A chronic and frustrating, but not deadly, disease like IBS is a perfect one for experimentation. However, I’d never considered alcohol as anything but a trigger. And that wasn’t really borne out of experiences, but a cultural bias against it. It was just unhealthy, right?
But in reality alcohol has a long history as a remedy for stomach problems. Particularly the in the form of potable and non-potable bitters and various digestifs. I highlighted a non-potable bitter, Underberg, in one of my recent pieces at Chicagoist. It’s one that’s marketed specially as a remedy for stomach problems.
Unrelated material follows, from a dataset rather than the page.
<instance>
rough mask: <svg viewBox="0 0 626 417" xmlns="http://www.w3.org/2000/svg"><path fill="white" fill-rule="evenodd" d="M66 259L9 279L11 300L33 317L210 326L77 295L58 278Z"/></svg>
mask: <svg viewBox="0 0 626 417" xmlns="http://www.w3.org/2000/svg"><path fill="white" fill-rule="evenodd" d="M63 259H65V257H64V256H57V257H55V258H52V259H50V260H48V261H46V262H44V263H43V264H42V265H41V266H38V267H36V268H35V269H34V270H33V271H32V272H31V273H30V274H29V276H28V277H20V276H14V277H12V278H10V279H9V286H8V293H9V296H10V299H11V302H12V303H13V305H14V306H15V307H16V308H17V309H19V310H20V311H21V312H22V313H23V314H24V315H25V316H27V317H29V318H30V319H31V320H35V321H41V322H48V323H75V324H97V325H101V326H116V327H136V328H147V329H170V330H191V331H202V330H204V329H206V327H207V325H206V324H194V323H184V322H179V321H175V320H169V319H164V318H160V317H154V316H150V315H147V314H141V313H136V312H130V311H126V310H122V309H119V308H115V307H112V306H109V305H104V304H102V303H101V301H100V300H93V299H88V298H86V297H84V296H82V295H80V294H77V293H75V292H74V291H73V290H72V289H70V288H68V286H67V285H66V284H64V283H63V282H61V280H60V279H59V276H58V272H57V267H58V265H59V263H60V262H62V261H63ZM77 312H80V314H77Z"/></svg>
And I’ve found it and others like it to be surprisingly effective. My life in the past would have been very different if I had known I could cure what ailed me with a really good drink rather than cutting out all manner of foods. Though there is no reason to drink a ton of alcohol to get the benefit– often I’ll just drink a few drops of something like Angostura in some soda water.
I’m not going to say it’s a cure-all, especially when the disease can be so diverse and half these bitters don’t even tell you their ingredients, so it’s not going to be prescribed anytime soon. But it has worked really well for me. I might write a bit more on the science of this stuff in the future, but what I can tell you is the gastrointestinal tract is lined with taste buds primed to detect bitter. And various other animals of all sorts are known to consume some of plants in these drinks (or related to them, in the case of primates in Africa) when they are sick.
A major mechanism of action for bitter tastants stems from the activity of the T2R receptors. As we saw earlier, these receptors (present all over the body, but especially in the gut, pancreas, liver, and gallbladder) induce physiological changes that lead to greater secretions from the gut, reduced movement and closing of the valves between gut compartments, and less caloric consumption. T2R receptors mediate the connection between the bitter herbs and our bodies…We should worry less about “bad” foods, toxicity, and fear-based reactions to what we eat and more about providing the essential ingredients for optimal gut function. These are easily found in bitters.
- Guido Masé, The Wild Medicine Solution
So far my favorites are the aforementioned Underberg, which is also very dry compared to most bitters since it doesn't contain added sugar, and then of course Angostura and Peychaud's. Plus I've been making some of my own from the book Bitters. I'm a big fan of many Italian amari, though a lot of them are a tad too sweet for my taste.